In June 2020, CASS, alongside the city of Phoenix, opened Project Haven Hotel. It allowed COVID-19-negative adults, 60 and older, to isolate in their own rooms versus having to stay at CASS. The dignity of having their own space allowed them to stabilize, to stay safe from the pandemic and eventually find permanent housing.

Despite the age and acuity of the 230 people served at Project Haven Hotel, including the 39% who were chronically homeless, 70% of all clients were successfully rehoused — a figure considered high in terms of homeless-outcome measures.  

Project Haven Hotel was a temporary solution, but it delivered dignity to older adults during the pandemic. It was also proof that such a model offered better results for older homeless adults. And now, using federal emergency funding, CASS is in the process of buying a permanent 130-room hotel, which will become our permanent shelter for homeless adults age 55 and older.  

Modeled after the Project Haven Hotel, this new location will be a closed-campus, meaning all services will be on-site, including meals, health care, counseling, laundry, recreation, security, case management and housing navigation services. 

First of its kind

This new shelter model will be the first emergency facility of its kind in the nation and is exclusively for displaced older adults.
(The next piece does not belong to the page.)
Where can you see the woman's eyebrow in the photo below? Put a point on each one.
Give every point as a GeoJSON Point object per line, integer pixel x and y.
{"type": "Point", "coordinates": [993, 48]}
It is an effort that has taken years to come to fruition.

But we cannot stop there, because it’s simply not enough. With additional commitments from our political leaders, now is the time to strategically invest millions of federal housing dollars to create and innovate new housing solutions, like Project Haven, for our aging citizens. 

Just as President Lyndon B. Johnson did in 1965 as part of his vision for a “Great Society,” which resulted in federal health insurance coverage for people 65 and older through Medicare, we must take big, bold action and make housing for America’s older adults part of our new Great Society.

Lisa Glow is a graduate of the James E. Rogers College of Law at the University of Arizona. Early in her career she practiced law with two international law firms, worked for Arizona Attorney General Grant Woods, and former Arizona Gov. Janet Napolitano as the Director of the Governor’s Office for Children, Youth and Families. Lisa has a passion for serving people and has led many statewide initiatives to tackle complex social policy issues. Lisa joined CASS as its CEO in 2017.